Their hobby:  they would go outside at crow time and wait for a feather to fall from a bird overhead; they would try to spot and catch a feather before it hit the ground.  They called these “fresh feathers”.  As in, “We caught a fresh feather last night, Mom.  We had to wait for a long time for it to get down to us.”  They only ever caught one, but it didn’t stop them from trying every night. 
It makes my heart ache to think of it.  Their gentle, patient little souls.  That’s what they’ve got.  What I’ve got is 30 seconds, and something better happen or I’m moving on.  To go out each evening and hope for a feather to fall.  If, on the off chance that it does, and if they actually see it fall in the dim light, amidst all of the other crepuscular bugs and such flying around, and if you’re able to position yourself to where you might be able to catch it, and then wait and wait and wait for it to reach you, and then  -- well, you have a feather.
Did I mention that the one fresh feather they ever caught was a downy inner chest feather?  It must have taken forever to get down to them.  And they didn’t keep it.  They put it as high in a bush as they could reach, maybe 4 and a half feet up, hoping it would never touch the ground.
That’s what it’s like to be in the present.
What its like to be me right now is to worry about M., whom I haven’t heard from in a week.  I spend a lot of time talking myself down, imagining that she’s fine, and there are good reasons that I haven’t heard from her.  Reasons that don’t involve seizures and fevers and assaults. 

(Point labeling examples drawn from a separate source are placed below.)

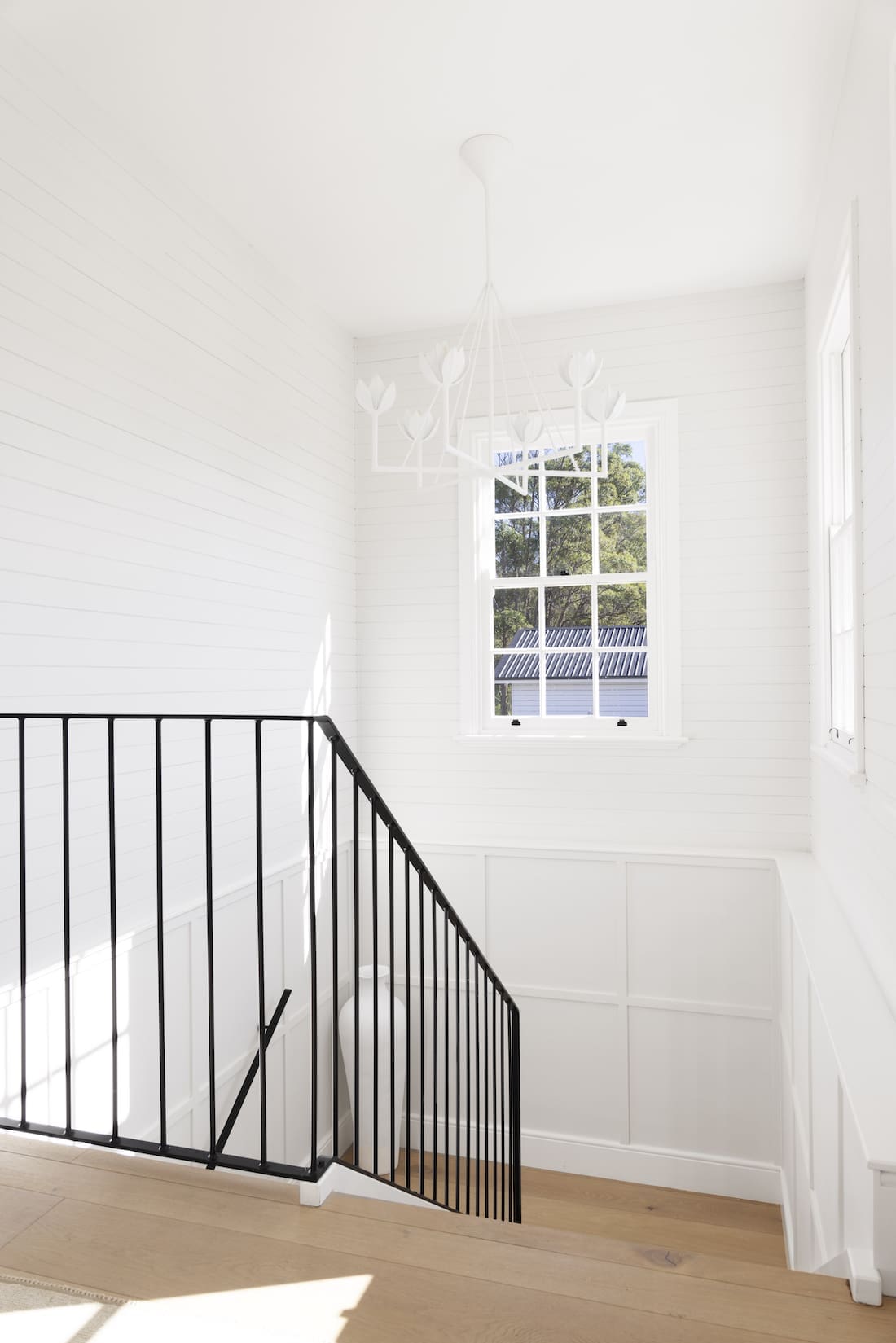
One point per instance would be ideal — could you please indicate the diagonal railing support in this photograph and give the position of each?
(250, 1076)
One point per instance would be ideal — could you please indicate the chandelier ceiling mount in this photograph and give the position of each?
(521, 426)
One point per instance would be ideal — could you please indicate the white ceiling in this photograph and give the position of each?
(661, 145)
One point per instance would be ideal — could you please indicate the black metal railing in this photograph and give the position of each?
(428, 1095)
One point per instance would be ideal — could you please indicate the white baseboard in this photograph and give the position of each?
(649, 1166)
(695, 1171)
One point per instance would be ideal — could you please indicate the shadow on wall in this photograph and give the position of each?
(171, 879)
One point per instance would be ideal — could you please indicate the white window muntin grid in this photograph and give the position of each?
(594, 579)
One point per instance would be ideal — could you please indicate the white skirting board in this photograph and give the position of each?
(695, 1171)
(647, 1166)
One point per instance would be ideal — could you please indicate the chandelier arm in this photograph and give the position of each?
(465, 387)
(542, 402)
(525, 457)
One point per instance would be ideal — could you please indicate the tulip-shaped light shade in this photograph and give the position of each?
(375, 397)
(579, 372)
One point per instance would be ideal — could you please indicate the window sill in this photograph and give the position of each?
(602, 743)
(842, 761)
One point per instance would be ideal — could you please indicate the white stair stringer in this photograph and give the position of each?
(345, 1179)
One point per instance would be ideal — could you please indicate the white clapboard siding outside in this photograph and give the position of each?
(618, 696)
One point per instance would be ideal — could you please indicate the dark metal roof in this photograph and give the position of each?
(625, 654)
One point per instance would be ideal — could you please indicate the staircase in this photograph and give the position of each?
(122, 826)
(192, 1249)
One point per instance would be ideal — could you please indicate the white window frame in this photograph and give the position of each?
(657, 424)
(840, 498)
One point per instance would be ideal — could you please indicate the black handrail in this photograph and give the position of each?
(459, 1061)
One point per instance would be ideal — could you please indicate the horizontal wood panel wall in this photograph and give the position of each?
(176, 507)
(736, 364)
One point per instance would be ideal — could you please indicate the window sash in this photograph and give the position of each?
(544, 582)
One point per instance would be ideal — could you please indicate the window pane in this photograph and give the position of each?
(624, 604)
(569, 546)
(567, 612)
(574, 463)
(626, 478)
(516, 685)
(622, 691)
(570, 689)
(622, 639)
(622, 543)
(567, 492)
(511, 501)
(516, 616)
(516, 548)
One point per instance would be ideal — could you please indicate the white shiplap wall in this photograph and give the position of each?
(854, 821)
(176, 513)
(736, 364)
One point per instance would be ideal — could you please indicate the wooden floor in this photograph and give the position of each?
(595, 1260)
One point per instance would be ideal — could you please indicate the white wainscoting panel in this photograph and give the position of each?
(648, 998)
(838, 1091)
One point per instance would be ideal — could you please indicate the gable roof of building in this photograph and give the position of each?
(622, 654)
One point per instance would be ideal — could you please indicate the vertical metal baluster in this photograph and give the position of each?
(66, 919)
(494, 1103)
(485, 1086)
(391, 895)
(160, 949)
(422, 1042)
(436, 1047)
(457, 1067)
(23, 928)
(312, 931)
(446, 1057)
(503, 1119)
(335, 925)
(113, 925)
(260, 937)
(476, 1002)
(516, 1138)
(467, 981)
(407, 1020)
(375, 983)
(210, 952)
(356, 883)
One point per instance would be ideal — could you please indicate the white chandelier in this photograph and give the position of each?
(521, 432)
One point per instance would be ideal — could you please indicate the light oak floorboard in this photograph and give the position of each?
(633, 1287)
(662, 1258)
(648, 1198)
(51, 1148)
(19, 1208)
(269, 1187)
(138, 1254)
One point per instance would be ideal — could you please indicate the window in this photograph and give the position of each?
(582, 564)
(840, 524)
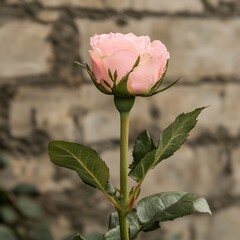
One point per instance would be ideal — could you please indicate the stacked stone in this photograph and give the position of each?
(45, 96)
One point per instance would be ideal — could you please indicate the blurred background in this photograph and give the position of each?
(45, 96)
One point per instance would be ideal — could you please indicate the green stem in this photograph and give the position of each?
(124, 174)
(124, 106)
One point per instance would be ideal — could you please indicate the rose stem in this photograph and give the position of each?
(124, 106)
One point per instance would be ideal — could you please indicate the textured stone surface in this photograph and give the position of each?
(116, 4)
(225, 224)
(50, 98)
(42, 109)
(24, 49)
(170, 6)
(219, 113)
(193, 55)
(236, 170)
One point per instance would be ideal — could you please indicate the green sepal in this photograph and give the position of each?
(84, 160)
(170, 141)
(167, 87)
(142, 146)
(169, 206)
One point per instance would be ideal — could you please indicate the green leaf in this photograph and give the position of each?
(6, 233)
(169, 206)
(170, 141)
(8, 214)
(134, 226)
(142, 146)
(84, 160)
(29, 208)
(113, 234)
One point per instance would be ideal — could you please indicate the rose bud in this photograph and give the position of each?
(127, 65)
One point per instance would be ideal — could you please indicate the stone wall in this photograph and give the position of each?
(45, 96)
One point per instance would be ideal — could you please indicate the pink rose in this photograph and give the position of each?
(127, 65)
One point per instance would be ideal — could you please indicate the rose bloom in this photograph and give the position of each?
(125, 64)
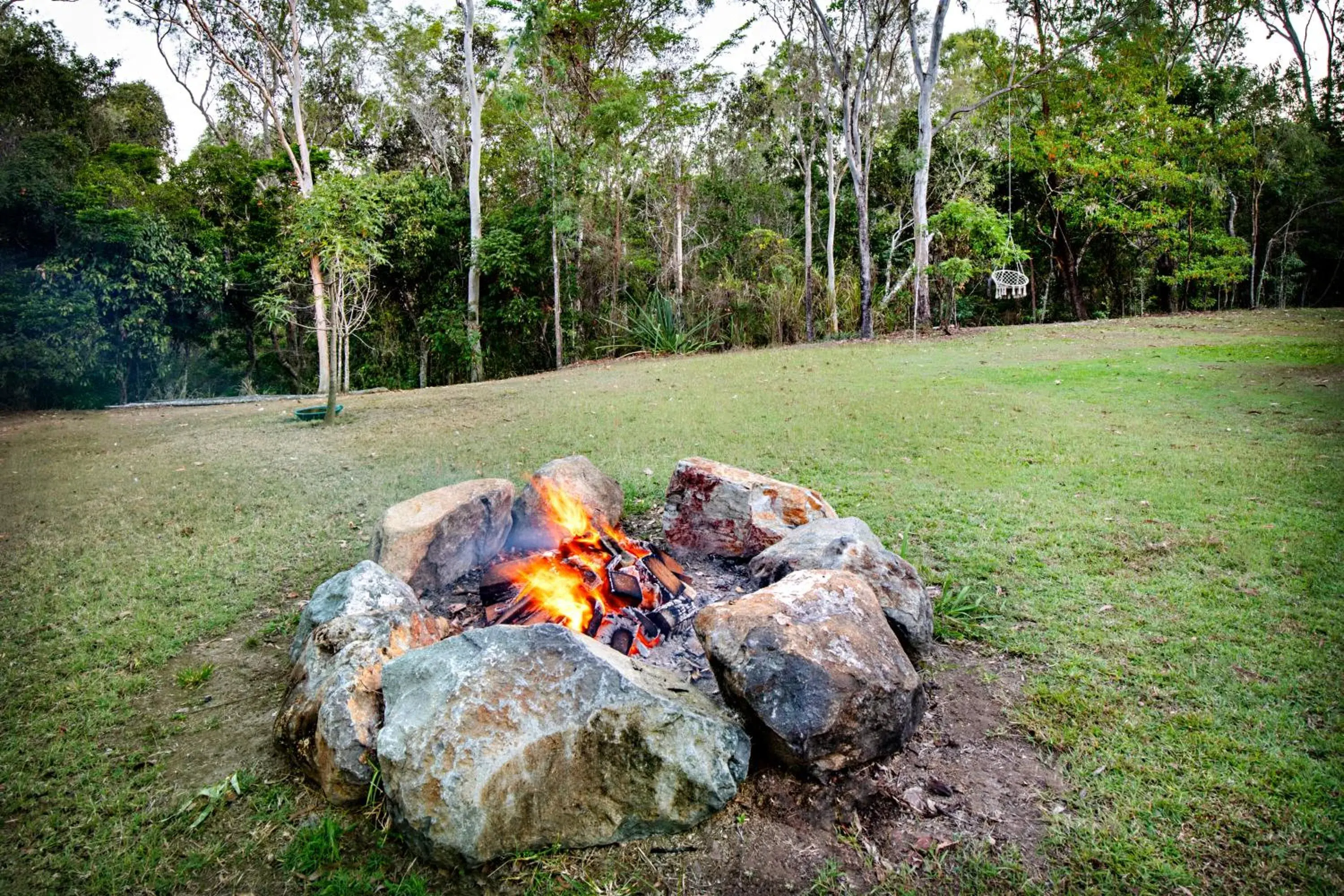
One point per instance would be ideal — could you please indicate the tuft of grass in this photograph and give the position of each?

This isn’t the first time she’s gone to a far away in a place that I’ve never been to, gaining fluency in a language that I don’t speak, and having adventures that I can’t quite imagine.  But this time is different, because she’s completely on her own – there’s no college or other parent or anyone whom I could contact to find out what she’s doing if I don’t hear from her.  She’s moving around a three-country area at her own whim, by herself.
When I consider it, she’s just a tourist in another part of the world; this isn’t the riskiest thing anyone’s ever done.  And yet.  I am feeling a huge amount of empathy for mothers of soldiers.
I’m not good at missing people.  It’s not exactly “out of sight out of mind”, but more that I don’t like that pang that occurs when I think of someone I won’t see, so I try not to.  It’s exactly like the sensation you get when you jump into an icy lake, where you can’t breathe for a minute, and the feeling is so intense that you can’t decide it its good or bad, but with missing someone, instead of subsiding as your cells get accustomed to their new surroundings, it just stays there.  You can’t breathe, or think. All you can do is feel that huge feeling.
While I was writing this, I got an e-mail from Little Miss M., and that feeling disappeared.
She said that people in Nicaragua think it’s very strange that American young people are out loose in the world, because they should stay with their mother until marriage.  I’m starting to think I should be a Nicaraguan madre.